Em novembro de 2005,a Rede Globo mal pôde esperar a abertura da 4º Cúpula das Américas, em Mar del Plata, para assestar suas baterias contra a liderança sul-americana mais odiada pelo protofascismo de Washington: Hugo Chávez. No Jornal Nacional de 2/11, o presidente venezuelano foi apresentado como alguém que "mudou a Constituição, aumentou o mandato presidencial, nomeou mais 12 juízes para a Corte Suprema e instituiu um rígido controle sobre os meios de comunicação". Esqueceram de mencionar a tentativa de golpe e o papel ativo das emissoras Venevisión, Globovisión e da RCTV. É certo que, em dados momentos históricos, o que a língua separa o método une. E a simbiose não cessa sem rupturas dramáticas.
Dois dias depois, seria a vez de o dublê de comentarista e bufão Arnaldo Jabor tratar Chávez "como leão de chácara que ataca os Estados Unidos em nome de um socialismo delirante", alertando que "atrás dele iriam os governos fracassados de Lula e Kirchner". Numa linguagem desabrida, beirando a vulgaridade, intenções e gestos mostraram quem são os alvos da ofensiva conservadora. Tanto no âmbito interno como no cenário internacional as cartas estão dadas.

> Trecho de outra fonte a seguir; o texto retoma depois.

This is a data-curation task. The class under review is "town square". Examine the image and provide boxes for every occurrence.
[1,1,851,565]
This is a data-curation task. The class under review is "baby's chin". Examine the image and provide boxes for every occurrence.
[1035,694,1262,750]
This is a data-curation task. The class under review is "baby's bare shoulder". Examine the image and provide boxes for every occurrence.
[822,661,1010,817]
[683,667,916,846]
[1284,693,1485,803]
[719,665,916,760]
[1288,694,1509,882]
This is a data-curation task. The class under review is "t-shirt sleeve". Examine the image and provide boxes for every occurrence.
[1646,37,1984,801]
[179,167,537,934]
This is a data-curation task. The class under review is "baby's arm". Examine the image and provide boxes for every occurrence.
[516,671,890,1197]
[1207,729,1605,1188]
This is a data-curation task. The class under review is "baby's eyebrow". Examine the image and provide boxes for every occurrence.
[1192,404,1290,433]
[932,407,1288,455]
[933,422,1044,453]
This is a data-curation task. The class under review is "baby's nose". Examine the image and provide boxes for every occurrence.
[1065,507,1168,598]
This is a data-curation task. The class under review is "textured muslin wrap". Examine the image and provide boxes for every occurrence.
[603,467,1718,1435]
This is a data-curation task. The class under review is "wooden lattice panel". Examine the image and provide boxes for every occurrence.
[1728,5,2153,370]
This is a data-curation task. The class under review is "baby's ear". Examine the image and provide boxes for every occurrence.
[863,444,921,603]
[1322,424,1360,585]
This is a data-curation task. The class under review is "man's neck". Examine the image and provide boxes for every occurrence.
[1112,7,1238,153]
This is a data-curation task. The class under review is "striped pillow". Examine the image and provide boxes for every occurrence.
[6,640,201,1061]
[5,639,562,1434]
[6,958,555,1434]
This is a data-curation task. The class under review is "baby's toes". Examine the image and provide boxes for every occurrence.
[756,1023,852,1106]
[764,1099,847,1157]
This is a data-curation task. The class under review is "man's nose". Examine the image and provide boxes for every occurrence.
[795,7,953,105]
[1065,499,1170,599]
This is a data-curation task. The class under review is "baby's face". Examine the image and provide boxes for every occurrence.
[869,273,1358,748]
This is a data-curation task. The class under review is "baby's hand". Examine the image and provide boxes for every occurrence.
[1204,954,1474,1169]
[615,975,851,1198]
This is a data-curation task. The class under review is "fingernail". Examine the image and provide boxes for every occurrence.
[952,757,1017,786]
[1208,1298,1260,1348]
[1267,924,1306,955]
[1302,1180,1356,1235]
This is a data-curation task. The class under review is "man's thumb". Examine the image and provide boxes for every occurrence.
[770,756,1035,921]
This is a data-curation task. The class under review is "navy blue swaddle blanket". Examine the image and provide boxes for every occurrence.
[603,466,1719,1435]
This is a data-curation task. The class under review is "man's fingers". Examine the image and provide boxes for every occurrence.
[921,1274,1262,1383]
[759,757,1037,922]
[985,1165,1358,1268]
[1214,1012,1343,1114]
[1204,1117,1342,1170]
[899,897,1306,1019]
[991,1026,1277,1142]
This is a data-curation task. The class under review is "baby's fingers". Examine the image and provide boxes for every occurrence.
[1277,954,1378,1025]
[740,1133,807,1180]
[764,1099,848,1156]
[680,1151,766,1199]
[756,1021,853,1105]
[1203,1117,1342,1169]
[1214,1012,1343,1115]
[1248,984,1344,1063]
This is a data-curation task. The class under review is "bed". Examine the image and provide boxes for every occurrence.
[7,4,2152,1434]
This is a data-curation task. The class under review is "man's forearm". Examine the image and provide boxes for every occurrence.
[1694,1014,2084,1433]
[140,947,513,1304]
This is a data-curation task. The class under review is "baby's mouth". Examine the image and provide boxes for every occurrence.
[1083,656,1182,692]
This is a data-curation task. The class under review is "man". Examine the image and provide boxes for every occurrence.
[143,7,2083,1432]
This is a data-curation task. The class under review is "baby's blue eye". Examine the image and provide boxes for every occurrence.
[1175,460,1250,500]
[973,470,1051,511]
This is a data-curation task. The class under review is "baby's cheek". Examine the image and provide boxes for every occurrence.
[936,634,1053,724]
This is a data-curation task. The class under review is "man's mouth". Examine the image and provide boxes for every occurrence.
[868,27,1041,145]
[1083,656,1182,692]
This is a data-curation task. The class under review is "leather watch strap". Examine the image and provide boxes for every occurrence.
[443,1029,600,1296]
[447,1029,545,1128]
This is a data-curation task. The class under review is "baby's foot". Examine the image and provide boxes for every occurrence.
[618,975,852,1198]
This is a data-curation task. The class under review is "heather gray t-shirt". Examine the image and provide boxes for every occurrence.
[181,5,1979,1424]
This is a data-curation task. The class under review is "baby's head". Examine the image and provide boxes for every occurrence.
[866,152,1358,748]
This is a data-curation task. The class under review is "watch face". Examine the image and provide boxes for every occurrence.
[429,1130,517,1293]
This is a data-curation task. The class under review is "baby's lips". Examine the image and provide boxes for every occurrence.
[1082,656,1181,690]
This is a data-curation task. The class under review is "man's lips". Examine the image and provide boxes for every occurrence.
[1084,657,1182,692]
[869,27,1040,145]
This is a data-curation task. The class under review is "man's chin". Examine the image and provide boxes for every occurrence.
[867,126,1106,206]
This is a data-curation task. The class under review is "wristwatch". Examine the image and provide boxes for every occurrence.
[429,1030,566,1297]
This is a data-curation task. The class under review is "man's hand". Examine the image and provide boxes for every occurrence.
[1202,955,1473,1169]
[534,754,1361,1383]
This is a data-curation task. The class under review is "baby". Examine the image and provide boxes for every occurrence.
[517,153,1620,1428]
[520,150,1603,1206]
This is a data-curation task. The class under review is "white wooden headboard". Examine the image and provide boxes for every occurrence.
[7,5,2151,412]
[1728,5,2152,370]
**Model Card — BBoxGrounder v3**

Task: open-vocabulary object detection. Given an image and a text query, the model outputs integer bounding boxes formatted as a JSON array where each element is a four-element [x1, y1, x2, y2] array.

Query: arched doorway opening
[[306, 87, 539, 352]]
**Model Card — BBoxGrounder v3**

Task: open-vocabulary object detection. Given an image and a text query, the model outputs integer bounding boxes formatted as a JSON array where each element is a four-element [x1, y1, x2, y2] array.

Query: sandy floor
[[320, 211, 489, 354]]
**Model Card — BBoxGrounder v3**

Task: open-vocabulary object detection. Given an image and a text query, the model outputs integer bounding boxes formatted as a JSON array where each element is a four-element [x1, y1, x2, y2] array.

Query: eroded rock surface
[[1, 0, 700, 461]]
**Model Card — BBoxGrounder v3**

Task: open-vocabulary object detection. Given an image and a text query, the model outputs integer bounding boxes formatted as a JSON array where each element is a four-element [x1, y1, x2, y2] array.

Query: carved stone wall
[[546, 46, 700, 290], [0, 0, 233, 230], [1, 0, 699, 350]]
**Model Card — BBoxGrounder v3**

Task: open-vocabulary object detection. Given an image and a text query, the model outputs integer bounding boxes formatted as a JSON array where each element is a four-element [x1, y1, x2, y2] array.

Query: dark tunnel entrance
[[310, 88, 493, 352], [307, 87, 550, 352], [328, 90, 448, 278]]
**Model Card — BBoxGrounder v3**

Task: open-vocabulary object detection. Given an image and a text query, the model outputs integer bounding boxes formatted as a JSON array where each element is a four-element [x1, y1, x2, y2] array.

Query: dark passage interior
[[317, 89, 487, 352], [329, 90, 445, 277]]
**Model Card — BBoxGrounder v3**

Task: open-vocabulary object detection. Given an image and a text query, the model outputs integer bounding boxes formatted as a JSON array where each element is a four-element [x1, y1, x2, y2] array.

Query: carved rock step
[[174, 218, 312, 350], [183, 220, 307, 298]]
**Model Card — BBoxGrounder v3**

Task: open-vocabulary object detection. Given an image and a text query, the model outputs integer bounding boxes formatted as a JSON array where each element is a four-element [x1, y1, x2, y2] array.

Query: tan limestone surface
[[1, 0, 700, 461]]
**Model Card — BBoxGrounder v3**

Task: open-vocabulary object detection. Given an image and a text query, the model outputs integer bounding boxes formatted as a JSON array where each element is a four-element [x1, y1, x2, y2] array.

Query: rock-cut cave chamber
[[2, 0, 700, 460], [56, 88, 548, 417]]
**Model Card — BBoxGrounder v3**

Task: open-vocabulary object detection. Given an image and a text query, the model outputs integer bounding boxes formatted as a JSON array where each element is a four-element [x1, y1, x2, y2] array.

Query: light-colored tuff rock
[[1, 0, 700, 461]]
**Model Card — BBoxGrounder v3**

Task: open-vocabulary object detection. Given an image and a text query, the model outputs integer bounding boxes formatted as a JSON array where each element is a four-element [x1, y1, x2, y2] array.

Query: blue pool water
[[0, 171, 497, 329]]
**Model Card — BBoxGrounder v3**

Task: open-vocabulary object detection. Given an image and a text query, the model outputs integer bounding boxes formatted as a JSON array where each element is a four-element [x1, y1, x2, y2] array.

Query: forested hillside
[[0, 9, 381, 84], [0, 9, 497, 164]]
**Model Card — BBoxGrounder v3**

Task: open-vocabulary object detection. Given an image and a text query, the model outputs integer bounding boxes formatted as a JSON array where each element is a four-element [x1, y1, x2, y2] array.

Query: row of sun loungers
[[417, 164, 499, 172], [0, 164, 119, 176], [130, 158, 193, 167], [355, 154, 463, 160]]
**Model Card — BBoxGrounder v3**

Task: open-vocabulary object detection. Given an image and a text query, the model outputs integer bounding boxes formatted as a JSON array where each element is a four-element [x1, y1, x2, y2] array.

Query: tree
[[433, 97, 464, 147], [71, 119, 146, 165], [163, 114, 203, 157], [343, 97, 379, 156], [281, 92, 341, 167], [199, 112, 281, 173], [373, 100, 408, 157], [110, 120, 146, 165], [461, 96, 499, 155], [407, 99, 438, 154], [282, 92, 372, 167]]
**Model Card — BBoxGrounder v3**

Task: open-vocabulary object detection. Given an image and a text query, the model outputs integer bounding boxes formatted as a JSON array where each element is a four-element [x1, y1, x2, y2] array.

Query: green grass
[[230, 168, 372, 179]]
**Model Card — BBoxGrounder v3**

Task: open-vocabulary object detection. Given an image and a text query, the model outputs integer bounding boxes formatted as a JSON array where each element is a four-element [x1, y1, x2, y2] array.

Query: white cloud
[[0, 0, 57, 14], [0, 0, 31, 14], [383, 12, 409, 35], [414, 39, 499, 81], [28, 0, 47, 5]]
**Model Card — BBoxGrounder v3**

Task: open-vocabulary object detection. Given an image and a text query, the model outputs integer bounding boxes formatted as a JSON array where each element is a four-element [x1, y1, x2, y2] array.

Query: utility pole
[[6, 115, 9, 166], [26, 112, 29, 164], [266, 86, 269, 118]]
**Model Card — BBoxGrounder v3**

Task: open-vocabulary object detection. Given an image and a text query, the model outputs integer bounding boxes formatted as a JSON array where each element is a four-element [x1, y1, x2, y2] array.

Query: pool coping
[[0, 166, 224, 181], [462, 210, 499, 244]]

Mas o pior estava por vir. Na edição de 5/11, no jornal O Globo, um pequeno editorial destilava raiva e açodamento, produzindo um texto de péssima qualidade. Algo a ser mostrado a estudantes de Jornalismo como expressão de narrativa condenável, seja qual for a orientação editorial da publicação ou emissora. É legítimo um veículo emitir sua opinião num artiguete, mas a forma como o fez e os adjetivos empregados desnudaram qualquer veleidade de se apresentar como instância de intermediação entre sociedade e Estado. O texto abaixo demonstra a sobreposição de interesses político-empresariais ao direito de informação. Cabe ao leitor concluir se estamos diante de uma construção que objetiva a fiscalização de poderes públicos e privados, assegurando a transparência de relações políticas, econômicas e sociais, ou se vislumbramos a manipulação em estado bruto:
"Maradona colocou na biografia a liderança de uma grande manifestação anti-Bush. O jogador pode estar no auge da recuperação física e psicológica, nessa inesperada demonstração de ardor antiimperialista. Mas a Casa Branca esfrega as mãos de contentamento. Afinal, a bandeira do antiamericanismo em Mar del Plata terminou empunhada por um aparentemente ex-viciado em drogas, amigo de Fidel apenas porque este o acolheu numa overdose. E enquanto Maradona dividia os espaços na mídia com as fanfarronices de Hugo Chávez, as Mães da Praça de Maio e Alfonso Pérez Esquivel, vítimas reais da ditadura argentina, contra a qual Maradona nada fez, ficaram em segundo plano".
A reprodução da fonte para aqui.